Introduction to The Art of Argument
by Gary Fidel and Linda Cantoni
The ability to argue—to persuade someone else to see your point of view—is, at bottom, a pretty basic human talent. From about the time we learn to say “Mama” or “Papa,” we’ve begun to argue, in a way—for food, for toys, for just a few more minutes before bedtime. Children are notoriously adept at persuasion; aside from the fact that they’re cute and they know it, they have one important advantage over adults: they can’t help but be simple and direct about what they want and why they want it.
As we grow up, however, we lose that simplicity and directness. We become complicated, our disputes become complicated, our arguments become complicated. Often when we argue with people, a whole host of facts and emotions crowds our minds, all clamoring for release. We get lost in anger and irrelevancies. We rail against our opponents, and fail to get what we want, because we don’t know how to tell them what we want and why they ought to give it to us. We don’t know how to organize our thoughts or communicate them effectively. In short, we don’t know how to persuade.

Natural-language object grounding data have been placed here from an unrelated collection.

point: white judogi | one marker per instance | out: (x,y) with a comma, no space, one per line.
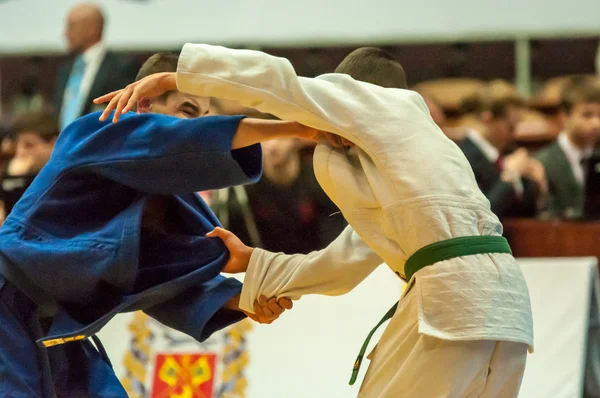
(402,187)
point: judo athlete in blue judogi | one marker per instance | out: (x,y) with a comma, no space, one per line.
(113,224)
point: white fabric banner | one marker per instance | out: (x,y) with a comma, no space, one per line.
(38,25)
(310,350)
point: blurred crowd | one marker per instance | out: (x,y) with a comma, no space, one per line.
(528,154)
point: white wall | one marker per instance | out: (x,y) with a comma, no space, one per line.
(37,25)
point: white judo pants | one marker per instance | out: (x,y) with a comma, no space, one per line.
(406,364)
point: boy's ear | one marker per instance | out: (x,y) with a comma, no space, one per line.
(144,105)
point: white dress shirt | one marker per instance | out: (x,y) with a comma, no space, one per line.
(574,155)
(93,58)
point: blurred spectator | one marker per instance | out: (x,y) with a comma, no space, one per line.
(514,183)
(34,135)
(29,98)
(438,115)
(94,70)
(286,211)
(564,160)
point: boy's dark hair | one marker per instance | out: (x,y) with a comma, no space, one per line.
(42,123)
(375,66)
(159,63)
(493,98)
(580,89)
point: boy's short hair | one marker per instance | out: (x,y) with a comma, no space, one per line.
(159,63)
(43,123)
(580,89)
(494,97)
(375,66)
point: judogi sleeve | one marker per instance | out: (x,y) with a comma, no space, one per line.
(332,271)
(161,154)
(332,102)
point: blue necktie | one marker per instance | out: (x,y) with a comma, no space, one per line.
(73,100)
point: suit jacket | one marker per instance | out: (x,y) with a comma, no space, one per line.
(502,196)
(114,73)
(74,242)
(566,194)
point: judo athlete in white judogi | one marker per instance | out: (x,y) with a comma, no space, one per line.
(463,325)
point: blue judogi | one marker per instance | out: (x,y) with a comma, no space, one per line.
(74,252)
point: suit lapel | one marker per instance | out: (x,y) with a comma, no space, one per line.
(566,186)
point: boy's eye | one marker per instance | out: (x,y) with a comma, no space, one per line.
(189,110)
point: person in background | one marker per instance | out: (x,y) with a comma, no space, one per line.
(565,159)
(34,135)
(514,182)
(286,210)
(93,69)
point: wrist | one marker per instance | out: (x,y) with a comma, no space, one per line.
(247,258)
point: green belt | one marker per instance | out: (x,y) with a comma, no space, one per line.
(431,254)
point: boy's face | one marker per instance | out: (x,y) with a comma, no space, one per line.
(582,123)
(33,150)
(185,106)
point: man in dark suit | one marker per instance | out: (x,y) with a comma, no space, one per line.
(514,183)
(565,159)
(93,71)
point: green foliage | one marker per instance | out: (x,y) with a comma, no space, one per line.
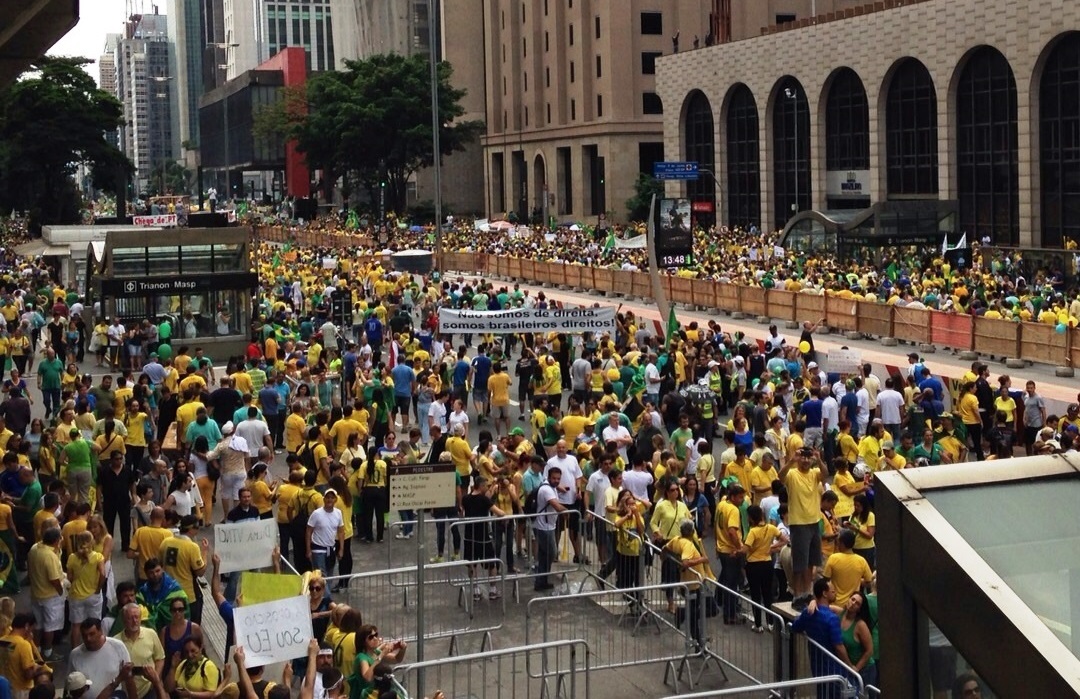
(372,123)
(644,188)
(51,121)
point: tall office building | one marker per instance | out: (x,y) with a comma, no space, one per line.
(147,91)
(261,28)
(572,111)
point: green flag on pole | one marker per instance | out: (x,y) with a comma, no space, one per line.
(672,328)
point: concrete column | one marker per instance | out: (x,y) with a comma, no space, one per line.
(1027,169)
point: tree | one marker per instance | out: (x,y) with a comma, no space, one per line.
(644,188)
(370,124)
(50,122)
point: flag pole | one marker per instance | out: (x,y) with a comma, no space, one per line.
(658,286)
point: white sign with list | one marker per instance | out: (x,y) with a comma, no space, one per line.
(422,486)
(245,546)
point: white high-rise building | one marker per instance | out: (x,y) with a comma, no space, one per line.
(147,91)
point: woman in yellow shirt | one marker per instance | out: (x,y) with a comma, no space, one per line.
(864,525)
(343,503)
(262,493)
(86,575)
(761,541)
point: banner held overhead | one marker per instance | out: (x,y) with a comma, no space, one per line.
(528,320)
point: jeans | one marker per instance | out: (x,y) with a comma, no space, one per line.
(730,578)
(421,410)
(51,401)
(545,555)
(324,560)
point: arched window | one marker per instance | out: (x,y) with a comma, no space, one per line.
(847,123)
(1060,143)
(987,184)
(912,132)
(744,172)
(700,146)
(791,144)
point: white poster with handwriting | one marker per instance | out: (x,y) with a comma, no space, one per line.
(245,546)
(273,631)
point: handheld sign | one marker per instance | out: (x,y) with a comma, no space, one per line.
(422,486)
(273,631)
(245,546)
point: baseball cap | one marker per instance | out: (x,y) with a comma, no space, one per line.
(75,682)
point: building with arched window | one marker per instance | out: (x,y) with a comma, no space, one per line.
(966,104)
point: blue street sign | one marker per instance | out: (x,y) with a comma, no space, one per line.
(675,170)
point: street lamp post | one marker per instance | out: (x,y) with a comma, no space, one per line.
(794,96)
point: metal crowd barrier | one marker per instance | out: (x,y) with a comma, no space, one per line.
(449,609)
(502,674)
(601,617)
(822,685)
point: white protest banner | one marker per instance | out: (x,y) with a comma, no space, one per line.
(245,546)
(527,320)
(273,631)
(157,219)
(846,362)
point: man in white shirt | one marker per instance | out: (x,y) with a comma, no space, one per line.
(570,484)
(616,432)
(325,534)
(891,406)
(99,658)
(255,433)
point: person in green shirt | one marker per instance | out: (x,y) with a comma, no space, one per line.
(49,382)
(81,466)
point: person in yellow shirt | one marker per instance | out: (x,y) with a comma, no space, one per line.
(17,658)
(968,410)
(85,572)
(146,540)
(761,541)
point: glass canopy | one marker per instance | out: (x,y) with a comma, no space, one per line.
(1030,536)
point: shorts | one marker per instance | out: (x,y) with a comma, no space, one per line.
(571,518)
(49,614)
(806,546)
(79,610)
(230,485)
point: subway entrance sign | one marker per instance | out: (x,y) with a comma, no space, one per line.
(675,170)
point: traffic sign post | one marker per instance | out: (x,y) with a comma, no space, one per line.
(417,487)
(675,170)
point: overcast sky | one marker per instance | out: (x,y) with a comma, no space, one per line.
(86,39)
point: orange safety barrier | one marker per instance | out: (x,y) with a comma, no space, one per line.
(950,330)
(780,304)
(997,337)
(753,301)
(1042,343)
(874,319)
(640,284)
(729,297)
(621,283)
(703,292)
(680,291)
(910,324)
(841,312)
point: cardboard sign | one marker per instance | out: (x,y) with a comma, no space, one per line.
(846,362)
(422,486)
(527,320)
(245,546)
(273,631)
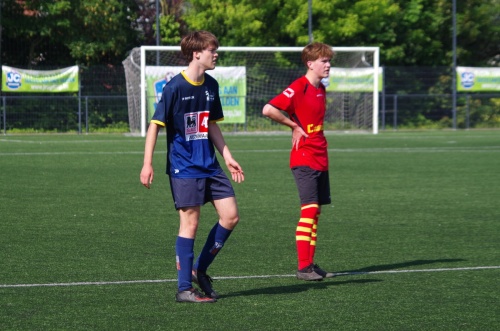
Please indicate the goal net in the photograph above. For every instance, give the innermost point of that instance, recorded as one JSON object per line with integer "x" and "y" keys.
{"x": 251, "y": 76}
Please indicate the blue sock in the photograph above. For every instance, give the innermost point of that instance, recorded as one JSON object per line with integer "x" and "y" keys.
{"x": 184, "y": 249}
{"x": 215, "y": 241}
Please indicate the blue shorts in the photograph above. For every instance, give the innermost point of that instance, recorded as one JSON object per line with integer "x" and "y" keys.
{"x": 190, "y": 192}
{"x": 313, "y": 185}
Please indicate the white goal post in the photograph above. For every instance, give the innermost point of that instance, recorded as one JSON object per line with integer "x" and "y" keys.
{"x": 351, "y": 106}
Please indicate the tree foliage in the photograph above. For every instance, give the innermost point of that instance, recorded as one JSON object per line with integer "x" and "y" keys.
{"x": 409, "y": 32}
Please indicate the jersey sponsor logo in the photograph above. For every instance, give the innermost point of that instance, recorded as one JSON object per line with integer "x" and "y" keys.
{"x": 196, "y": 125}
{"x": 289, "y": 92}
{"x": 311, "y": 128}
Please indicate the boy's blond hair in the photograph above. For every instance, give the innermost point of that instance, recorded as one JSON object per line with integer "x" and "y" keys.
{"x": 197, "y": 41}
{"x": 314, "y": 51}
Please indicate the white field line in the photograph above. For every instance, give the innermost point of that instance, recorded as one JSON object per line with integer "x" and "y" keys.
{"x": 488, "y": 149}
{"x": 354, "y": 273}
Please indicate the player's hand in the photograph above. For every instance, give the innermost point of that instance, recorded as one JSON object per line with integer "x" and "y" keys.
{"x": 147, "y": 175}
{"x": 237, "y": 173}
{"x": 297, "y": 135}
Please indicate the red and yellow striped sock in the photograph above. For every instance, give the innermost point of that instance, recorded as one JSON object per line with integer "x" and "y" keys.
{"x": 314, "y": 238}
{"x": 303, "y": 234}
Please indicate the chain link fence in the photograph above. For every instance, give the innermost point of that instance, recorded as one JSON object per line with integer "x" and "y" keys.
{"x": 413, "y": 98}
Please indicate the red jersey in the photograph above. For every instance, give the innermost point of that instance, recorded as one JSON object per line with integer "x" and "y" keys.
{"x": 305, "y": 105}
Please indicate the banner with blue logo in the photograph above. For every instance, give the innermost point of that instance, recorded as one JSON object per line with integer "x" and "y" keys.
{"x": 38, "y": 81}
{"x": 475, "y": 79}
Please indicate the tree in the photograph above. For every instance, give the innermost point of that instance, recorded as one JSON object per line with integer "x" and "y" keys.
{"x": 67, "y": 32}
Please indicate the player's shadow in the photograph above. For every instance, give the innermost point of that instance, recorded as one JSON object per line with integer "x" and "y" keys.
{"x": 394, "y": 266}
{"x": 297, "y": 288}
{"x": 304, "y": 286}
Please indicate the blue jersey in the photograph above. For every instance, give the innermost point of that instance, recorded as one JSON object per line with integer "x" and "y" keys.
{"x": 185, "y": 109}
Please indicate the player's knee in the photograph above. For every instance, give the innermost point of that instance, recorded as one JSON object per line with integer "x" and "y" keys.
{"x": 230, "y": 222}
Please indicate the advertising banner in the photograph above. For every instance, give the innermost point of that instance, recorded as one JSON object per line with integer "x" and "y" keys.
{"x": 232, "y": 89}
{"x": 353, "y": 80}
{"x": 477, "y": 79}
{"x": 38, "y": 81}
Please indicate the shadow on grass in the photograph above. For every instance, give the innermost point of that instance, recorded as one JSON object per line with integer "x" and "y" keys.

That’s why, in important disputes, people hire lawyers. You might think that what makes a lawyer effective is his or her knowledge of the law. That’s only partly true. Most lawyers carry in their heads a good amount of law, but they still have to do some legal research before they open their mouths or put pen to paper. What mainly makes a lawyer effective is that he or she was trained to think like a lawyer. Law school teaches would-be lawyers a method of logical thinking and persuasive arguing that applies to any legal matter or dispute.
Thinking like a lawyer is no deep dark trade secret. Anyone of reasonable intelligence can do it. You don’t need three years of law school, $60,000 in student loans, or a three-day bar exam to make a persuasive argument. In this book, we’ll show you how to do it and do it well. All it takes is the discipline to organize your thoughts before you express them, and to keep your arguments as simple and direct as possible. We can’t guarantee that you’ll win every time, but you’ll certainly give your opponents a run for their money every time.